(Reuters) - Warren Buffett resisted pressure on Monday to identify his successor as chief executive officer of Berkshire Hathaway, saying the person who has been chosen does not even know it himself.
In his annual investor letter on Saturday, Buffett said Berkshire’s board had identified someone who will replace him as CEO when the 81-year-old investor eventually leaves the post.
But he did not identify that person in the letter, and in a CNBC interview on Monday, he rejected suggestions that he should. The public does not know who will be the next CEO of other major corporations, he said, and there is a disadvantage to having a “crown prince” in place.

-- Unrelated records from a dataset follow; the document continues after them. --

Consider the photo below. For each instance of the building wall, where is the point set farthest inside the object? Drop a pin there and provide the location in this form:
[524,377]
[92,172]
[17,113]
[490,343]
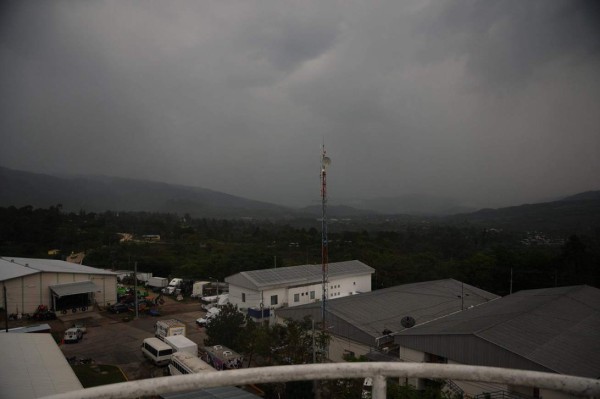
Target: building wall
[346,286]
[304,294]
[252,297]
[282,297]
[25,294]
[286,296]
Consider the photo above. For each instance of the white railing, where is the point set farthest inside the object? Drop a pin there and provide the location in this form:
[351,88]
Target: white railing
[575,386]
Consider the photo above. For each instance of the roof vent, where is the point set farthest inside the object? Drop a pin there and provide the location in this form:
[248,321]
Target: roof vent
[407,322]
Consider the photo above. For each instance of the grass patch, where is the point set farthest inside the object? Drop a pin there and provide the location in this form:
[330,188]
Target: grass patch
[93,375]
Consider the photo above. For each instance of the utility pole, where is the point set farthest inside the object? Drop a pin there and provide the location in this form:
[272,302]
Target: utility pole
[6,311]
[135,288]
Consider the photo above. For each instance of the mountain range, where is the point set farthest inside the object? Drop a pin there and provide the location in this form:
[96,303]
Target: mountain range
[101,193]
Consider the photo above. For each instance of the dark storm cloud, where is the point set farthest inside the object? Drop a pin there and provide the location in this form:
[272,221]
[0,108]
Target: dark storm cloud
[505,42]
[489,102]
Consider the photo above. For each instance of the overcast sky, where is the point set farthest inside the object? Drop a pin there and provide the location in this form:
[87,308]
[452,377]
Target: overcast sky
[489,102]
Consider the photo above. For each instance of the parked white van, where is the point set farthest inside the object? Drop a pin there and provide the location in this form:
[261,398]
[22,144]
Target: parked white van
[157,351]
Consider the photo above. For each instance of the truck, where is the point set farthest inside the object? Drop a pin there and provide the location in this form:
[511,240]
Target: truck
[198,289]
[157,282]
[223,358]
[168,328]
[173,286]
[180,343]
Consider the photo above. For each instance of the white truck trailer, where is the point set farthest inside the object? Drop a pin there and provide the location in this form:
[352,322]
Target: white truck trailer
[157,282]
[168,328]
[198,288]
[181,343]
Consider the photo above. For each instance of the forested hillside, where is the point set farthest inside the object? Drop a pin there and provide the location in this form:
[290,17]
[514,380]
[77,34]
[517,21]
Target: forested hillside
[401,253]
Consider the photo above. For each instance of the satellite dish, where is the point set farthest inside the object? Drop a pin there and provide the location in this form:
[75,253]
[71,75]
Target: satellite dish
[407,322]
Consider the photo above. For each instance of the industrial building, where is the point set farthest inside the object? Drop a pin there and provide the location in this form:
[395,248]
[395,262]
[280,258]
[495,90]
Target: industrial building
[554,330]
[261,291]
[33,366]
[365,324]
[59,285]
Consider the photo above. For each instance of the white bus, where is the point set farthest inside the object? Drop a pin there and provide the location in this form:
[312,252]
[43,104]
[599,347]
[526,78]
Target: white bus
[157,351]
[186,363]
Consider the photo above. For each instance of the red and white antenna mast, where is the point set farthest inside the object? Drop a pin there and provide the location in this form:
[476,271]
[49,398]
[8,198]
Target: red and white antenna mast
[325,162]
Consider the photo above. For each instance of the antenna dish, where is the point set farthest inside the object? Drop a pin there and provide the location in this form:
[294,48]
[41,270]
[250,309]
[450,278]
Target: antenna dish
[407,322]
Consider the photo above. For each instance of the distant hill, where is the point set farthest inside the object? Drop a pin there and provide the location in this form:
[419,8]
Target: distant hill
[412,204]
[585,196]
[98,194]
[579,212]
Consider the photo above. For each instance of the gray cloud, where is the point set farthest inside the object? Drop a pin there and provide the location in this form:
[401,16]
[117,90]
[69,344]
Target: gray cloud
[492,103]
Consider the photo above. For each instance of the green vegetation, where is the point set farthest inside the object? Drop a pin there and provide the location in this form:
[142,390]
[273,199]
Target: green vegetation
[94,375]
[401,251]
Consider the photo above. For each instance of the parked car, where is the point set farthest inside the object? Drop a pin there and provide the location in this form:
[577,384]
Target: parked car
[212,313]
[73,335]
[118,308]
[81,327]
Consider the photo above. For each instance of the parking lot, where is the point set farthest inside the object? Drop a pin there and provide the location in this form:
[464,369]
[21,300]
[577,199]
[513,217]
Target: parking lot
[115,339]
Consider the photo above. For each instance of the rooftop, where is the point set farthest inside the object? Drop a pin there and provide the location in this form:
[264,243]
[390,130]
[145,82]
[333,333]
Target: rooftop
[296,275]
[11,267]
[33,366]
[366,316]
[556,328]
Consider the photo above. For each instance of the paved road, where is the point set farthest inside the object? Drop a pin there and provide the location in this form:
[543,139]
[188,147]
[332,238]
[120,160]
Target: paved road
[110,340]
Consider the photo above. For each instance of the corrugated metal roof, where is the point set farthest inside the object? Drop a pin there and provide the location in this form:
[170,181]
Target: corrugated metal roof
[9,269]
[556,328]
[33,366]
[369,314]
[80,287]
[295,275]
[16,267]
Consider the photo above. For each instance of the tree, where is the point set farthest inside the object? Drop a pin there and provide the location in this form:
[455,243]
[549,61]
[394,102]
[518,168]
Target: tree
[227,328]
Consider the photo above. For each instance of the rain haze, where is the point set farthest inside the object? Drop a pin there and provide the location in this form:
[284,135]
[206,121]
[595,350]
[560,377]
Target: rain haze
[492,103]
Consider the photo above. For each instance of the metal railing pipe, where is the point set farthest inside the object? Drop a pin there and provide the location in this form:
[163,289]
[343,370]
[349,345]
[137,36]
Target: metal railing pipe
[379,387]
[577,386]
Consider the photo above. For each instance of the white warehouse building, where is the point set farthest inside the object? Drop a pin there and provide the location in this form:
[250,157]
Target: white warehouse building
[59,285]
[260,291]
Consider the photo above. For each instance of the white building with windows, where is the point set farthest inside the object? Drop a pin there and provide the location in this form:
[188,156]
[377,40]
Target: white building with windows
[260,291]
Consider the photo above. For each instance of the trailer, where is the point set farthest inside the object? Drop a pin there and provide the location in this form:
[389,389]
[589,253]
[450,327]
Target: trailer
[198,288]
[157,282]
[223,358]
[168,328]
[181,343]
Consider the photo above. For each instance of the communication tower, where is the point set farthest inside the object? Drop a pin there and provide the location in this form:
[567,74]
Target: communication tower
[325,162]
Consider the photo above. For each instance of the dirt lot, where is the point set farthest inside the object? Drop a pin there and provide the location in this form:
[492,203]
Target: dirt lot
[111,339]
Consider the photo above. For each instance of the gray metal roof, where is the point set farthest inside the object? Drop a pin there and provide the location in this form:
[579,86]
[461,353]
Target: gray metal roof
[80,287]
[555,328]
[10,270]
[11,267]
[33,366]
[296,275]
[364,317]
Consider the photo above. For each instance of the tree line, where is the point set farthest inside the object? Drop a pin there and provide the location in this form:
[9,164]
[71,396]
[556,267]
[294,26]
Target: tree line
[491,259]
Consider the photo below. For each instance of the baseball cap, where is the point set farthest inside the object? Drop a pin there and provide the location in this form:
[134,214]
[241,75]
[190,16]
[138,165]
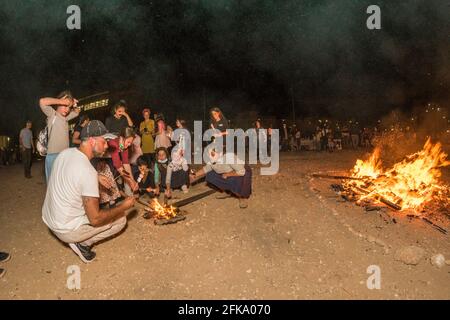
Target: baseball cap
[96,128]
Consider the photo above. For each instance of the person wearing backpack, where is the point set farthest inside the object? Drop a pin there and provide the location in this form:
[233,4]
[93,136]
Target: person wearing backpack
[58,125]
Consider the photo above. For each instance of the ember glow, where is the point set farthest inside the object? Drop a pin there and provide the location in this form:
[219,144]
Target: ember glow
[162,212]
[410,184]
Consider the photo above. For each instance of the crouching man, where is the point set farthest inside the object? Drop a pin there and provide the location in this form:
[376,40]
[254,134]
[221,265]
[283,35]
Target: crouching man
[71,206]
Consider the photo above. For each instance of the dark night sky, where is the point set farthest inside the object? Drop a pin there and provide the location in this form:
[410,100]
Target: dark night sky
[242,54]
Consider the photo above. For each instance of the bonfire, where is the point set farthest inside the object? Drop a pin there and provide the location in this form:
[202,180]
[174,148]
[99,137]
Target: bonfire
[412,184]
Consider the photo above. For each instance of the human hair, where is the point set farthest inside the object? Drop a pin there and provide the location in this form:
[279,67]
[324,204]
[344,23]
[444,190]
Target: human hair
[119,104]
[127,132]
[65,94]
[182,122]
[83,118]
[162,149]
[141,161]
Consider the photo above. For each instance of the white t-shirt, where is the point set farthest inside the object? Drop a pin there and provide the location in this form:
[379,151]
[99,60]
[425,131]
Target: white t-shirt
[72,177]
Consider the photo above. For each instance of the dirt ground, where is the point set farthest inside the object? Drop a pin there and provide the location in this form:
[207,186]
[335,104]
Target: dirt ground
[296,240]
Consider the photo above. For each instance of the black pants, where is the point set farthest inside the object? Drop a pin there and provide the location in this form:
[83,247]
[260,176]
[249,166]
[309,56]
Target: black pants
[26,160]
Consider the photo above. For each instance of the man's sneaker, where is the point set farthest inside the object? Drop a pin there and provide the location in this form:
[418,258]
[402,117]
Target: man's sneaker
[223,195]
[243,203]
[4,256]
[84,252]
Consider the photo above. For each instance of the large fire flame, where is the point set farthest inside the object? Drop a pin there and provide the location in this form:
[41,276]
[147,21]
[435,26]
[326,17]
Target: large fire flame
[410,184]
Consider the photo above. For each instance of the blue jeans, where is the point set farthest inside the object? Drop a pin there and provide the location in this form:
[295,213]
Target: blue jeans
[49,159]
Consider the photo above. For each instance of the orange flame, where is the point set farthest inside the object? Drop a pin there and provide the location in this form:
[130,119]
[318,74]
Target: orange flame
[411,183]
[161,212]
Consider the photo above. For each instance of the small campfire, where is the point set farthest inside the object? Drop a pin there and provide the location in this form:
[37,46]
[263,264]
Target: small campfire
[411,187]
[163,214]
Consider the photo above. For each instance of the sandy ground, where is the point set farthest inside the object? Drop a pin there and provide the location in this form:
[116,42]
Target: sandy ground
[295,241]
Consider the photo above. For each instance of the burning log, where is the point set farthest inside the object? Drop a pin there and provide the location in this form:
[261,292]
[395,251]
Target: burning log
[194,198]
[327,176]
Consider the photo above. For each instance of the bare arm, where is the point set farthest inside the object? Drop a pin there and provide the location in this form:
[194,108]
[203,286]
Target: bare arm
[76,138]
[130,122]
[98,218]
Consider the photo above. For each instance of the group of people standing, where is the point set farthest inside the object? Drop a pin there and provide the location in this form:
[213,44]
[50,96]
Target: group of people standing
[92,185]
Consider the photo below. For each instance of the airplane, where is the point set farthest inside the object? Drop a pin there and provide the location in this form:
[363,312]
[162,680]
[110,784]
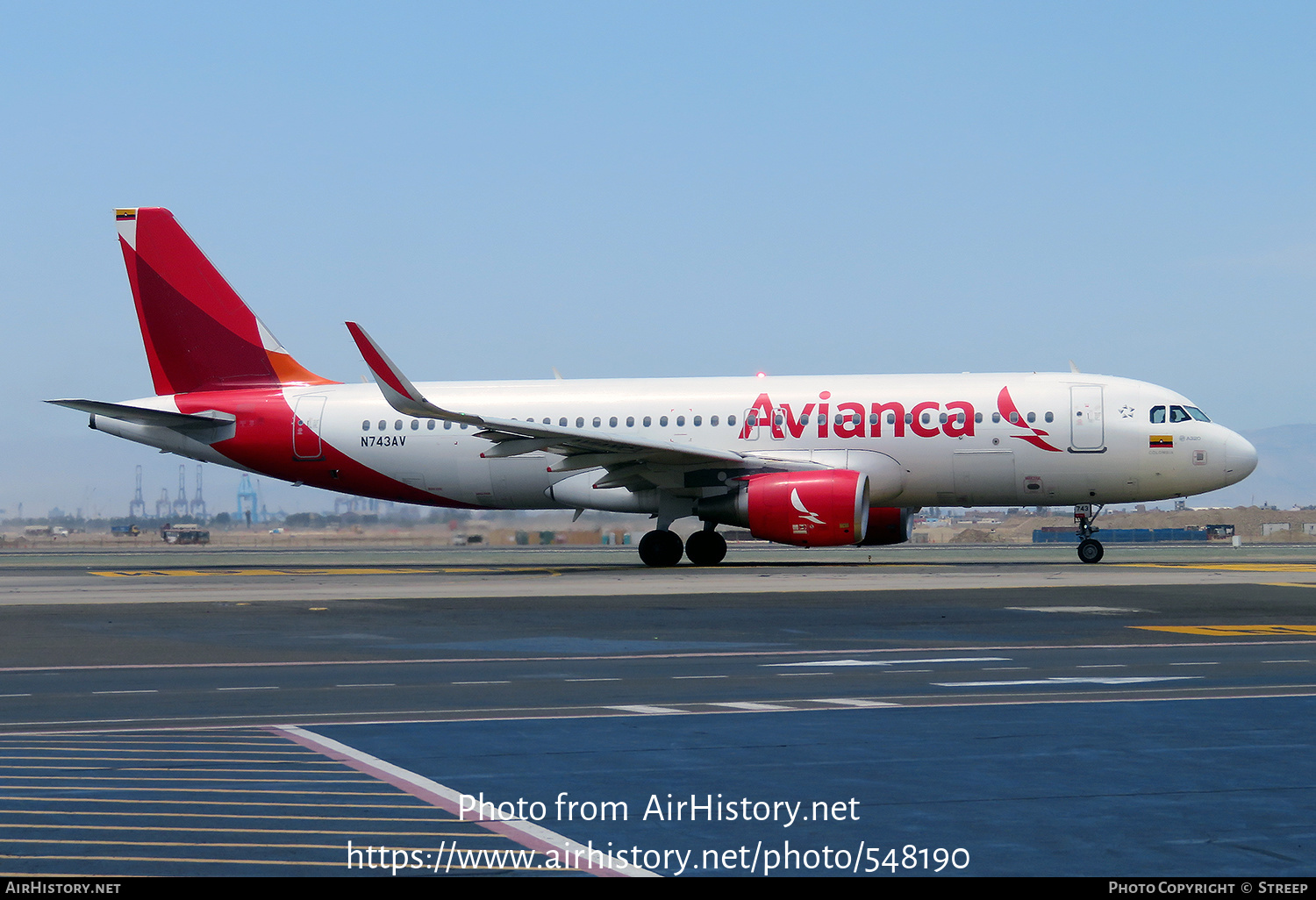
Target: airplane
[805,461]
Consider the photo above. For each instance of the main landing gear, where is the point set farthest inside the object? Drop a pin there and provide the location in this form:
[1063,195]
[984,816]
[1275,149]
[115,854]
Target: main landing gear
[1089,547]
[663,547]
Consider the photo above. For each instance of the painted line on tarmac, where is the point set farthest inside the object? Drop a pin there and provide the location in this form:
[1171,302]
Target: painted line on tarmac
[345,570]
[528,834]
[719,654]
[1229,568]
[1231,631]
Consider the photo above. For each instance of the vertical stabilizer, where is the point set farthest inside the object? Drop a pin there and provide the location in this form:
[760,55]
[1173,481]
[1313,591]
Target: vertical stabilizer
[199,334]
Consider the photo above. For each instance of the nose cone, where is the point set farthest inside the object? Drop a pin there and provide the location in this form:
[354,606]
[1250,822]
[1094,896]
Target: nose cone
[1240,458]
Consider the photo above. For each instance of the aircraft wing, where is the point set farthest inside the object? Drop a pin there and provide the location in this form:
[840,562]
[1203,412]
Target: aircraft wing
[628,460]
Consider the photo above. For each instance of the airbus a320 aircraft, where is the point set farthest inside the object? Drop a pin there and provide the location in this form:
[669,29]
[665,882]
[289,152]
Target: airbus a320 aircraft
[818,461]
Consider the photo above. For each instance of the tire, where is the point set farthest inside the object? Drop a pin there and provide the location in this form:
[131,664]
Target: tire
[705,547]
[661,549]
[1090,550]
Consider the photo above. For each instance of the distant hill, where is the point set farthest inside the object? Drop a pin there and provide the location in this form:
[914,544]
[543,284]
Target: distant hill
[1284,476]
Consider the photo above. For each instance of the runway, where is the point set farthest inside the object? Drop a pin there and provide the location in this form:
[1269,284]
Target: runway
[518,660]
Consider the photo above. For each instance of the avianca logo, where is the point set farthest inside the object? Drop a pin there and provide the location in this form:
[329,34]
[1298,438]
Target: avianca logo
[799,504]
[1010,412]
[855,420]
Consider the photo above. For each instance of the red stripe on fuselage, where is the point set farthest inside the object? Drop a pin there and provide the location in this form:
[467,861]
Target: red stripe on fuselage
[263,444]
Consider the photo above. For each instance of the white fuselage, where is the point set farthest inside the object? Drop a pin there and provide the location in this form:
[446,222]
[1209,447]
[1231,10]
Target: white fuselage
[928,439]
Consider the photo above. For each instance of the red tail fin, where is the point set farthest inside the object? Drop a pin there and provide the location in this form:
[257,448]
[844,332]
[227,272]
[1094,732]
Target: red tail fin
[199,334]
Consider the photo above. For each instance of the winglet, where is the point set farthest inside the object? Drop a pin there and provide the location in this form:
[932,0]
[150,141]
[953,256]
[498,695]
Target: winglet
[397,389]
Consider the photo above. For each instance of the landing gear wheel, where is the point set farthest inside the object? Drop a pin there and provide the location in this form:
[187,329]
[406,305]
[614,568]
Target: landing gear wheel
[661,549]
[1090,550]
[705,547]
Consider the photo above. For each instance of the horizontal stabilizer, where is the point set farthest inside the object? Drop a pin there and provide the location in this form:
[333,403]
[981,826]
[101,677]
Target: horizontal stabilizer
[160,418]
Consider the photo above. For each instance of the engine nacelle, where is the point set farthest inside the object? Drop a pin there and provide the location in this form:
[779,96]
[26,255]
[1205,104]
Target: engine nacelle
[887,525]
[810,510]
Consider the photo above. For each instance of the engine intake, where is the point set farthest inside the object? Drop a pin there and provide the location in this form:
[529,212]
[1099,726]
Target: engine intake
[808,510]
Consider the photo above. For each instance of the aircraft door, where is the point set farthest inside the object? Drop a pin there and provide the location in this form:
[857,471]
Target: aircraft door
[1087,429]
[305,428]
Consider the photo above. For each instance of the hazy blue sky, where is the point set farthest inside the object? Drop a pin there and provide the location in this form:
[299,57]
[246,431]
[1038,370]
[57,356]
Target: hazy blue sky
[652,189]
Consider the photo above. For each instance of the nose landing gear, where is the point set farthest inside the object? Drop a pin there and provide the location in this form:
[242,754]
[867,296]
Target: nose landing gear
[1089,549]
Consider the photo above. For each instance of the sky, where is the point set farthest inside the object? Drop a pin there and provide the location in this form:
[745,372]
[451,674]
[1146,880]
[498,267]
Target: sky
[661,189]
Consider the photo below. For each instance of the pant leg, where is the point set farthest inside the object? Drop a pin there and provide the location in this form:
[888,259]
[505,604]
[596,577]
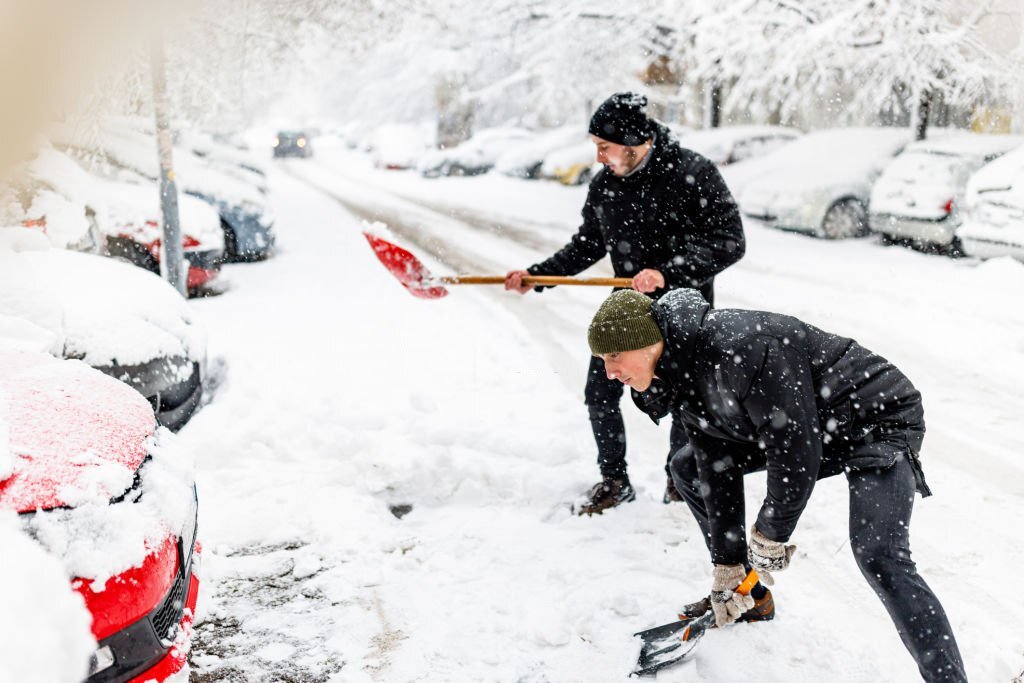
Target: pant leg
[677,439]
[881,503]
[683,469]
[602,397]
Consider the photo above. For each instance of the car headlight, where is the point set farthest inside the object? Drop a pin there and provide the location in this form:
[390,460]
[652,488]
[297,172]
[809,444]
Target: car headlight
[189,529]
[101,660]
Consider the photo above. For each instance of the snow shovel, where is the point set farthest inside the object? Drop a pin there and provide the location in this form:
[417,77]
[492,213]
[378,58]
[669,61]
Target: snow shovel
[415,276]
[665,645]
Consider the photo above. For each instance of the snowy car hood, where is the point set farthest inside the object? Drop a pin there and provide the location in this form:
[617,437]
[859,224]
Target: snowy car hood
[826,159]
[97,309]
[74,434]
[122,208]
[137,152]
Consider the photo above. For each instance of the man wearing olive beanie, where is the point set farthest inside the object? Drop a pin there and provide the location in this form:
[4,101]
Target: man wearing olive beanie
[762,391]
[666,219]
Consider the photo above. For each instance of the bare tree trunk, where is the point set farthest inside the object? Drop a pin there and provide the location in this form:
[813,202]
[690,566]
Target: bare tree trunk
[922,116]
[713,103]
[173,257]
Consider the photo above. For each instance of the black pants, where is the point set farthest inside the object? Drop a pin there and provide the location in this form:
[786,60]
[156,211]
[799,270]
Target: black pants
[881,503]
[603,396]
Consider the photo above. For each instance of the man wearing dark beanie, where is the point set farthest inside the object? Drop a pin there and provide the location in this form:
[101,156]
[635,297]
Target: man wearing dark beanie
[667,220]
[760,391]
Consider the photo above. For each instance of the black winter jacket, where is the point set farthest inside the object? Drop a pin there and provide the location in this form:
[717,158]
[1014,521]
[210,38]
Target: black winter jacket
[764,390]
[675,214]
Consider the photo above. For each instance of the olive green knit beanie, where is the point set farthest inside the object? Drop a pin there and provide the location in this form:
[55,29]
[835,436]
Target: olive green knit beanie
[624,323]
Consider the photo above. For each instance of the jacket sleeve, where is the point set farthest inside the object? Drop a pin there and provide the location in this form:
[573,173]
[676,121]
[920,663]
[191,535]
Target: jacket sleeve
[711,236]
[585,249]
[781,406]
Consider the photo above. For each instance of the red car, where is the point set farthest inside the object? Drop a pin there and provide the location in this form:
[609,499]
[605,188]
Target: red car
[98,487]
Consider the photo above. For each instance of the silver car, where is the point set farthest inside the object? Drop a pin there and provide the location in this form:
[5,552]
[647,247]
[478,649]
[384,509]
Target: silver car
[821,182]
[993,224]
[920,196]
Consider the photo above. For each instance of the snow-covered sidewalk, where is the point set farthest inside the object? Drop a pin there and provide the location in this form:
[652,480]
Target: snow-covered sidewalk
[339,396]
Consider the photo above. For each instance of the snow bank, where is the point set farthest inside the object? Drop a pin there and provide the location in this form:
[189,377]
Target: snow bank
[44,627]
[97,309]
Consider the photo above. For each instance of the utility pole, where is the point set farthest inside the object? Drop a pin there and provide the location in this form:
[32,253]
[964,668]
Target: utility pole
[172,262]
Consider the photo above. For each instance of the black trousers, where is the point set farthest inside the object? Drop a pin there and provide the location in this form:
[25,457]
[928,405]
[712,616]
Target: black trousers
[603,396]
[881,503]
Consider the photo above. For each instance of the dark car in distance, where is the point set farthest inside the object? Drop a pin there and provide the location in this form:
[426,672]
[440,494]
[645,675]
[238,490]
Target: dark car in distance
[292,143]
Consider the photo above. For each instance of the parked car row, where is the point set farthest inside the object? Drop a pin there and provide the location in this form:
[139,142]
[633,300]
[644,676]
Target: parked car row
[99,361]
[114,501]
[956,193]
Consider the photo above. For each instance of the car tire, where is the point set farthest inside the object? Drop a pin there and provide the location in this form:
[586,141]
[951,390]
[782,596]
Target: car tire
[845,218]
[230,242]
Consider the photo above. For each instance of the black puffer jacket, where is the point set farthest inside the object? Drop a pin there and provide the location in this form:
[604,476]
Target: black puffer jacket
[763,390]
[675,214]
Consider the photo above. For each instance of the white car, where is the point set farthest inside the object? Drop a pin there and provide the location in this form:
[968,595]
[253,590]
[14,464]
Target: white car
[730,144]
[993,224]
[920,195]
[821,182]
[121,152]
[477,155]
[572,165]
[524,161]
[122,321]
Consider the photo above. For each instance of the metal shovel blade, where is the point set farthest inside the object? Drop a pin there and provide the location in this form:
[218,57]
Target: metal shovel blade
[670,643]
[406,267]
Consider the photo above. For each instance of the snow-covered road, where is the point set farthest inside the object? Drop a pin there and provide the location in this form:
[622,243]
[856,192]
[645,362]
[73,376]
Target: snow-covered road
[338,396]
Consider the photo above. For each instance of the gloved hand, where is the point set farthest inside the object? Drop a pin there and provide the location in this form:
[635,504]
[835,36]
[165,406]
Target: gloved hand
[726,603]
[766,555]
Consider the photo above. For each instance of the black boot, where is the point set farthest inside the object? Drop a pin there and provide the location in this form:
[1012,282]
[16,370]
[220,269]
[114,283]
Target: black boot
[671,495]
[607,494]
[763,609]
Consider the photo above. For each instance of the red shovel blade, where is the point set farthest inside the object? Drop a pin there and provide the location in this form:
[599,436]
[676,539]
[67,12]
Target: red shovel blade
[406,267]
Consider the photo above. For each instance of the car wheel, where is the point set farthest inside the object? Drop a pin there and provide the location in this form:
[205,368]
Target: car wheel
[846,218]
[230,242]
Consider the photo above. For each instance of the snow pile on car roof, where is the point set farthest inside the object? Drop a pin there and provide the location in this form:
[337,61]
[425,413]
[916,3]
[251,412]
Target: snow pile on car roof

“Well, we have four stocks that we have $45 billion invested in: American Express, Coca-Cola, Wells Fargo and IBM. Every one of those four companies ... has changed management since we bought our shares. I didn’t have the faintest idea who the successor of management would be in any of those four, but we’ve put billions and billions of billions of dollars in there,” Buffett said in an interview from the printing plant of the Omaha World-Herald, the hometown newspaper he bought late last year.
Buffett would say very little about the successor, other than that he is someone the board has had in mind for years and that the person does not know. He also said the heir apparent was likely to come from the ranks of dozens of chief executive officers at Berkshire operating companies.
One person not on the list, though, is David Sokol. Once one of Buffett’s top lieutenants, and often assumed to be his heir apparent, Sokol left Berkshire last year amid a scandal over his stock trading while at the company.
The Sokol matter largely dropped from public attention in recent months, but Buffett said Monday that he assumed there is an ongoing investigation, as Berkshire has already paid more than $1.4 million in legal bills for Sokol.
Buffett added that securities regulators had not contacted him about the matter since last summer.
Buffett’s comments on Saturday about succession helped to ease some shareholder concern about the future of the company.
Buffett, who has been at the helm of Berkshire for 47 years, controls a conglomerate that employs more than 270,000 people worldwide in dozens of businesses ranging from railroads and electric utilities to ice cream and underwear.
In a wide-ranging interview, he also disclosed that he made one of his largest bets ever on Europe at the end of last year.
Buffett told CNBC he had put 175 million euros into each of eight European stocks at the end of last year, all companies that he said were undervalued and had clearly been affected by the sovereign debt crisis.
He did not identify the investments, though. His existing European investments run the gamut from retail to financial services.
A profoundly “buy American” investor, Buffett had just three European stocks among his 14 largest positions at the end of the year. Two of the three were in the red.
The only thing Buffett said he liked better than stocks was houses.
“It’s a very attractive asset class right now,” he said, adding he would be happy to buy thousands of houses and take out low-rate 30-year mortgages on them if there was an efficient way to manage such a portfolio.
Over the weekend Buffett made a point of emphasizing that housing was in a depression and that the U.S. economy would only really improve when the housing market did.